Ветки предано раскачивают Его тело и швыряют точно светло пятно между зубцами лаза. Что-то холодное, твердое и невидимое на миг приостанавливает смертоносный полет. Но преграда не способна сдержать Его стремительный прыжок. Звон более высокий и чистый, чем звон разбитого весеннего льда остается где-то за Его летящим телом. На плече вспыхивает яркий цветок крови. Его крови.
Добыча не успевает испугаться. Огромные глаза цвета неба, с расползающимися черными зрачками, впитывают его отражение и выплескиваются ужасом перед долгой дорогой к Далеким Холодным Огням Неба. Сколько раз он видел этот взгляд. Взгляд, который прощается со всем, что знал. Взгляд, который ищет неведомую тропинку в Никуда. Ищет против своей воли. Ищет, повинуясь Его смертельной силе.
Его ладони, еще недавно обнимавшие шершавый ствол дерева, смыкаются на тонком стволе – шее жертвы. Мимолетный хруст мгновенно угасает в глухих стенах логова. За ним гаснет и огонь ужаса в глазах добычи. Охота прошла быстро и удачно. Он знает, где его зубы найдут самый короткий путь к еще живой крови. Нежная, как лепестки цветка и пахнущая весенним лугом кожа жертвы без сопротивления пропускает сквозь себя Его острые клыки.

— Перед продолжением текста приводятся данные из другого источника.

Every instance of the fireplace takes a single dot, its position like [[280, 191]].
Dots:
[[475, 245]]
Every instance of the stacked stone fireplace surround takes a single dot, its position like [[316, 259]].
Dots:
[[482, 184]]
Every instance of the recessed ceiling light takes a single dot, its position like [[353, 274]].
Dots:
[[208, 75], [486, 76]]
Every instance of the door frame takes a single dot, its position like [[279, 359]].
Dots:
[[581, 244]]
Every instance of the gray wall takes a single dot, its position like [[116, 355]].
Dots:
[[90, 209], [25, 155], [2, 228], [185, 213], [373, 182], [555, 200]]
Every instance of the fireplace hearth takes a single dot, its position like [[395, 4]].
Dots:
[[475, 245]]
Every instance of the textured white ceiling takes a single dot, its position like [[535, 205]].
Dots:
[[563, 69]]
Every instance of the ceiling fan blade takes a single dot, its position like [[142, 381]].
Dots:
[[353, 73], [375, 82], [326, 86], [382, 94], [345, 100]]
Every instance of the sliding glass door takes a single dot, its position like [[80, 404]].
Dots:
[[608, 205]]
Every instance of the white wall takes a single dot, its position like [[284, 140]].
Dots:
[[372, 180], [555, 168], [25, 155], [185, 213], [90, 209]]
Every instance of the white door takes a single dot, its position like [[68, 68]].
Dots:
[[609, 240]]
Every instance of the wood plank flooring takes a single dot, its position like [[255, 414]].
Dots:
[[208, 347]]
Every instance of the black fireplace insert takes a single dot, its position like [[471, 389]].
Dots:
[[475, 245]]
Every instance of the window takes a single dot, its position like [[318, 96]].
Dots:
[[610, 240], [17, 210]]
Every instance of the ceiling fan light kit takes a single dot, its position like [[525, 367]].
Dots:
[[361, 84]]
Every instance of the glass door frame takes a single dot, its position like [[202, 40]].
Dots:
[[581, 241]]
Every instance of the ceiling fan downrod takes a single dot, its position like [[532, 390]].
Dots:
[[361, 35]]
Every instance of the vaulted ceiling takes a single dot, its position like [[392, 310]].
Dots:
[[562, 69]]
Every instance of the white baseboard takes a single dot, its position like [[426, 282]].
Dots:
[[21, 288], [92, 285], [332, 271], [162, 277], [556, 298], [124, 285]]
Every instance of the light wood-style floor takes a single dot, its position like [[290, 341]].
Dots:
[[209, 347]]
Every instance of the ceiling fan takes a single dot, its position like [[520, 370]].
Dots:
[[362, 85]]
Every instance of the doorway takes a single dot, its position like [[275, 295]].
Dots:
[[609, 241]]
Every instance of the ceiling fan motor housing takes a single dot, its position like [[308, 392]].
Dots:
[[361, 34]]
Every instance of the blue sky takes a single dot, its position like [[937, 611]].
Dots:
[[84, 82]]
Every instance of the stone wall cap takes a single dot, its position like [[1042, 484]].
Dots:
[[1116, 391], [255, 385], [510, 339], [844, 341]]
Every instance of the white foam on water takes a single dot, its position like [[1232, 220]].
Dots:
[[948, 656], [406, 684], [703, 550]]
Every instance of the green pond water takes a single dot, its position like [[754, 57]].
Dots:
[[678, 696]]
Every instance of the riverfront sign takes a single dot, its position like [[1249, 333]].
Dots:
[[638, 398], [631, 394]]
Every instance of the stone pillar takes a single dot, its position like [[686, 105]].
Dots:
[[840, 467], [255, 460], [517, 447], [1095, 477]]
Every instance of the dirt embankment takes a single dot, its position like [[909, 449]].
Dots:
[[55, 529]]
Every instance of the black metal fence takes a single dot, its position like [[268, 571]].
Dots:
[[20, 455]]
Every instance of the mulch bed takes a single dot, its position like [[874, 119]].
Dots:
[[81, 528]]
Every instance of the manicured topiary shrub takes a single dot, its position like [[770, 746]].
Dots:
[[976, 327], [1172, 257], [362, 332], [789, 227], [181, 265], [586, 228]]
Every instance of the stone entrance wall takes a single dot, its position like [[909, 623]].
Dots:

Он чувствует, что Голод принимает кровь жертвы и, пьянея, отпускает Его чрево. Чрево, забывающее слова тоскливой песни пустоты. Чрево, требующее победного крика. Крика, знаменующего удачную охоту и призывающего удачу во всех охотах потом. Он уступает желанию Голода. Он подчиняется желанию сердца. Крик Его врывается в логово, бьется в поисках выхода и светлые стены и угасает быстро и бесследно. Как хруст шеи добычи. Как свет ужаса в ее глазах.